Watch Superorganism Perform “Something For Your M.I.N.D.”.
As the lights went down and the projectors went up, blasting a pitch-shifted message from found footage of a bandmate roaming in the woods à la Blair Witch Project, members of Superorganism marched on stage in red raincoats looking somewhere between fashionable retro-chic trendsetters and members of a brightly colored cult. Ringing triangles, holding up glowing miniature models of the moon, and painted by projected digital noise, the backup singers’ entrance is jarring to the senses but creates a palpable excitement for what’s to come from the confusion.
Watch Superorganism Perform “Everybody Wants To Be Famous”.
Then the diminutive lead vocalist Orono Noguchi joined them in what had to be the most comfortable outfit in the venue (sweatshirt, sweatpants, and slides). With a near emotionless gaze as she prepared to perform, her whole aesthetic could only be described as “terminally chill.” But as the self titled song of their self titled album began, she instantly mesmerized the crowd with an intangible magnetism that kept the audience charmed and dancing the rest of the night.

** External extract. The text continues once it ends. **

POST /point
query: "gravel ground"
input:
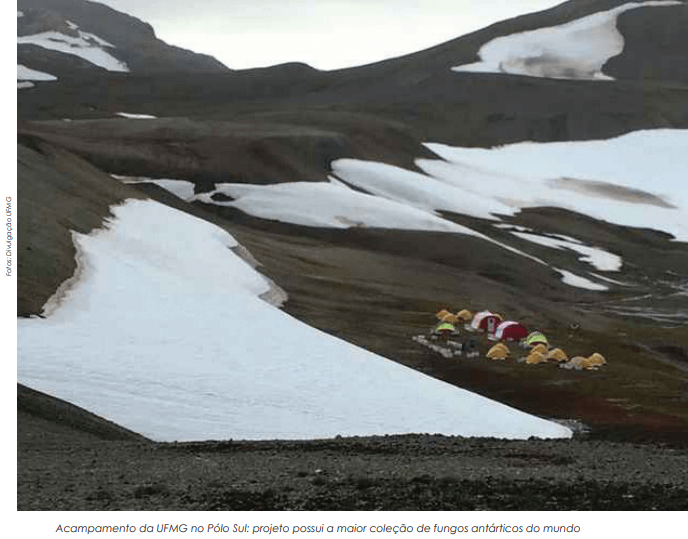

Superorganism’s songs translate to a live setting amazingly well. The grooves feel funkier, the lyrics seem more frolicsome, the drums knock harder, and the sing alongs become sing songier. They combine the animated whimsy of The Presidents of the United States of America with the concise songwriting of Pavement. Their stage show is thoroughly entertaining. It included a 5 minute Q&A interlude with Orono, synchronized dance moves throughout, and having as many people from the audience that could possibly fit on stage joining them for the finale.
Watch Superorganism Perform “Prawn Song”. Full Performance Below.
The band’s sense of irony and wit shine throughout and Orono intermittently joked about them being a “damn indie hype band.” It’s a fair assessment. They came out the gate hot. Every major music publication deemed them the next big thing and even a “DIY version of a big budget hit factory.” It’s easy to write off something that seems cooked up in a meme based indie-pop science lab, but seeing is believing. They turned me from skeptic to super[organism]fan over night.